As a new rider, you might not find yourself riding in groups at the beginning, but that doesn’t mean with some practice, and aligning yourself with the right type of riders you can’t be a pro. Most motorcycle riding is solo, but group riding can also be an important part of motorcycling, lending to a community, safety in numbers and altogether different riding experience. But as above, it’s definitely not intuitive. Even if you’ve been riding for years, riding in groups isn’t automatically part of your wheelhouse, so it’s wise to study up on how best to approach group riding. These are rules and suggestions, both of which you should be mindful of. This is by no means a complete list, but it will help you be better prepared for a safe and fun group ride.
Grab a drink, this will be a lengthy read!
Being excited about the day ahead is always great, but this doesn’t lead to preparedness. Having everything you need for the day’s ride including a full gas tank, safety gear, communications device, tools, map, valid motorcycle insurance, etc. At least one member of the group should have a full tool kit, a master map, and a first-aid kit with no exceptions. Nothing is worse than being out on the open road, and not having something you need.
Ride With Those You Know
A big portion of group motorcycle or charity rides is socialization. Keeping this in mind, make sure if you’re new to the scene that you’re attending these events with other riders that you might know. They should be those that share similar riding habits, maturity and have the skills you know and trust. With that being said, sometimes you’re a solo rider. There are many amazing riders out there that will ride with you during a large event, and make sure that you’re comfortable. When you first attend, socialize, let other riders know about you, that it’s your first ride, and you’re looking for a group to align with for the duration of the day. Use your judgment during these conversations, and if you feel like you might not be up to the skill level of another group of riders, or get an uneasy feeling, simply chat, and move onto the next grouping. A good pre-ride strategy is to join the groups Facebook or chat page and introduce yourself there, talking to some riders prior to the events gathering is a great ice breaker.

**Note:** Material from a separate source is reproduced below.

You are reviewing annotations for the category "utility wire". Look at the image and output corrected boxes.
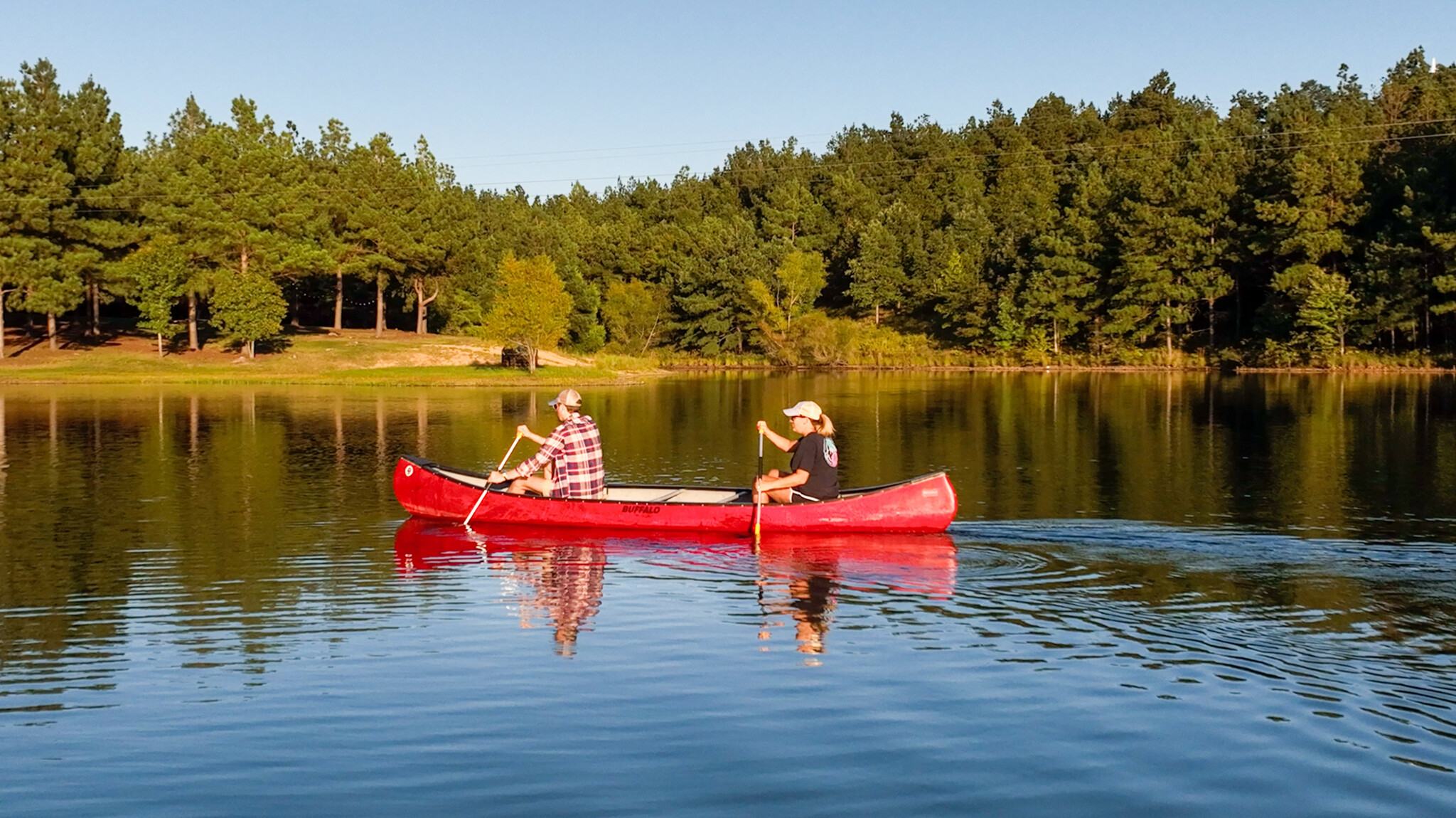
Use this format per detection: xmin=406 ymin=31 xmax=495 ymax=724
xmin=0 ymin=118 xmax=1456 ymax=216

Here’s where you discuss vital things like group size, assigning a lead rider and a sweep rider, the route, planned stops, hand signals, and other important details.
It is probably wise to keep the group to no larger than seven, though larger isn’t out of the question. If your group is bigger, then create separate groups with their own lead and sweep positions.
*This typically already happens if you’re at a larger charity ride.*
Separate these groups with a few seconds gap. Regardless of how many sub-groups there are, it’s also smart to keep the number odd so when you stagger riders, the lead and sweep riders are in line and can see each other. These roles should also be held by experienced riders with communication devices. The less experienced rider should station behind the lead, with more experienced riders behind the least experienced. The lead acts as recon and initial communicator, and the sweep rider will manage the pace.
Stagger Formation Rules
A group ride without formation is an accident waiting to happen, regardless if you’re experienced or not. The structure is very important, as is maintaining order and space. Too much space will break you up, too little is dangerous. You might want to ride next to your buddy and have “deep conversations” but that’s just not realistic. Distraction, and following too close during a group ride can often lead to an accident.
The leaders should be positioned in the left portion of the lane with the next rider a few seconds back and staggered, and so forth. If a rider(s) drops out, the other riders will fill vacant positions by moving up to the next staggered position, rather than immediately ahead of them. This prevents unnecessary passing.
Know When To Ride Single File
Some situations arise, where it can be safer to ride single file, where it’s narrow or unwise to stagger. Turns should always be done single file, as well as on/off ramps, construction areas, narrow streets with cars parallel parked, narrow bridges and when passing slow vehicles. Return to staggered formation once you’re out of these areas. Keep in mind never to pass in order to get in single file formation.
The leader can’t just pass when the traffic in front of them is slow. They’ve got to know that there is enough room in front of that vehicle to accommodate the whole group safely. Once you pass (in order, single file), each rider shouldn’t extend the gap, preventing riders behind them from making it into the open zone and getting stuck behind the slow vehicle.
Take A Break
Riding solo takes energy and concentration, and group riding adds another dimension to it all. Know your stopping points and keep to them. It doesn’t matter if someone in the group wants to keep going, you all set up your rules prior to the day’s ride. Plus, it gives you time to rest and actually talk face-to-face, sharing the pleasures of the group ride and reducing fatigue at the same time.
Good luck with your group rides this upcoming season, and be sure to prepare yourself accordingly beforehand. Attending your first large group ride can be intimidating, and downright nerve-racking. Two things that really don’t have any place in motorcycle riding, so make sure you’re comfortable before taking one on.